Cyrillics, was: Re: Russian orthography (was: ...
|From:||Vasiliy Chernov <bc_@...>|
|Date:||Friday, February 4, 2000, 18:21|
On Mon, 31 Jan 2000 11:48:07 -0500, John Cowan <jcowan@...>
>Odd historical note: Why does U look like Latin "Y", but YU like
>Latin "IO" with a ligature between? Peter the Great. Originally
>the sound /u/ was written OY, as in mediaeval and modern Greek
>(omicron upsilon), and /ju/ was the same with an I ligatured
>in front: I-OY. When Peter reformed the alphabet, he shortened
>I-OY to just I-O, and OY to just Y.
A belated minor correction:
The ligature I-O (without ypsilon) was used long before Peter I. Actually,
I don't remember if I-OY has ever been in use; it *is* mentioned in
the literature, but only hypothetically (AFAIK).

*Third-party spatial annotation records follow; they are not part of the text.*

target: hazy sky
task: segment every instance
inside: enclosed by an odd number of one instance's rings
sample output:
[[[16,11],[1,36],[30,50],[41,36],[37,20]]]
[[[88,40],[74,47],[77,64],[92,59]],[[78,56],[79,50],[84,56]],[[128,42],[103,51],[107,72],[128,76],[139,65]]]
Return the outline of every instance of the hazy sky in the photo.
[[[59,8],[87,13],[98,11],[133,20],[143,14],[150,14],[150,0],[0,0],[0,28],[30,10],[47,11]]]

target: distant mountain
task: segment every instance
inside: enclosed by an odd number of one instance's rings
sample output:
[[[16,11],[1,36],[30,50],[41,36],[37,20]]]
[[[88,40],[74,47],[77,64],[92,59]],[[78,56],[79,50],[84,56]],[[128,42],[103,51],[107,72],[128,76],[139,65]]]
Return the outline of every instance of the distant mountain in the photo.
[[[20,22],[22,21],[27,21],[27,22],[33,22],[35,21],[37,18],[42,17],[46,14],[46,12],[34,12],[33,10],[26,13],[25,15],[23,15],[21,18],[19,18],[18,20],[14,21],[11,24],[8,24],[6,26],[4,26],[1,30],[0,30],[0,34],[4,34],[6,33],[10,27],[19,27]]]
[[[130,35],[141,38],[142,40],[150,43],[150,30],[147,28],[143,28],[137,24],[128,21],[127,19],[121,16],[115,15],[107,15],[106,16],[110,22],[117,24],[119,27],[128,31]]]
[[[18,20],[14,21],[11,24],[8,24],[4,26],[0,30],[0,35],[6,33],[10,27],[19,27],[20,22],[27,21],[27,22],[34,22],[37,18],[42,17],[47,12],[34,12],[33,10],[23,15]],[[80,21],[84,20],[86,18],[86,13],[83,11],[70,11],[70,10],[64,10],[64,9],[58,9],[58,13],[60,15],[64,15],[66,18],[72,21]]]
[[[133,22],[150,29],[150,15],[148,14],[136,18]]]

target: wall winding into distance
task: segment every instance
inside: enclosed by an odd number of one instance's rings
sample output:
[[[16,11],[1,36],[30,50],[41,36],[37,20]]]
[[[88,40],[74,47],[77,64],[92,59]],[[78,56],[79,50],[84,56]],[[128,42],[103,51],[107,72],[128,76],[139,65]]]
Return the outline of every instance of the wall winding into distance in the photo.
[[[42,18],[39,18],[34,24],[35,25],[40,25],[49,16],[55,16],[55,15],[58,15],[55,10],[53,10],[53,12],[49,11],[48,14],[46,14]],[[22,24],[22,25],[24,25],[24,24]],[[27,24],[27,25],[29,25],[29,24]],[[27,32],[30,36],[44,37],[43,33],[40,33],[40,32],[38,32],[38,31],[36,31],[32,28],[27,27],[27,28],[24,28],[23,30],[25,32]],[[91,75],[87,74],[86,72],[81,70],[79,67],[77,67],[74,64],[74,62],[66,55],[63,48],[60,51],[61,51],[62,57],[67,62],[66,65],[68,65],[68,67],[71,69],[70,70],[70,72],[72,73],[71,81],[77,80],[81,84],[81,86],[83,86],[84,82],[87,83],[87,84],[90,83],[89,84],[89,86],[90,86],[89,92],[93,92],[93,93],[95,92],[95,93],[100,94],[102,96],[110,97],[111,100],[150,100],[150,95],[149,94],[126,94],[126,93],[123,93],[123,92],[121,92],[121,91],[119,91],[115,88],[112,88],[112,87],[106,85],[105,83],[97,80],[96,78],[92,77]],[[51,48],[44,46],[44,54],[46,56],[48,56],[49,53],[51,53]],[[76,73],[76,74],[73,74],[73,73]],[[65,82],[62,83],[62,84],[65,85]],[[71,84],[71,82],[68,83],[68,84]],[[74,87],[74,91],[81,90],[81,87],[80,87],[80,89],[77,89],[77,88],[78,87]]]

There are more such ligatures. Modern 'JA' is originally I-A; in early
Slavonic manuscripts, there are also I-E, I-E~ (with 'small YUS'), and
I-O~ (with 'big YUS'). BTW, 'YERU' - Oh... :( - is a ligature 'hard sign'
+ iota (not 'soft sign', as it may seem because of its modern shape).
Simply 'Y' instead of 'OY' also has a long tradition of use (BTW,
reflected in the popular Russian forms of some names, e. g. _Lukerya_
It seems that Peter picked up what was already in use, selecting such
forms that resembled the Roman letters most.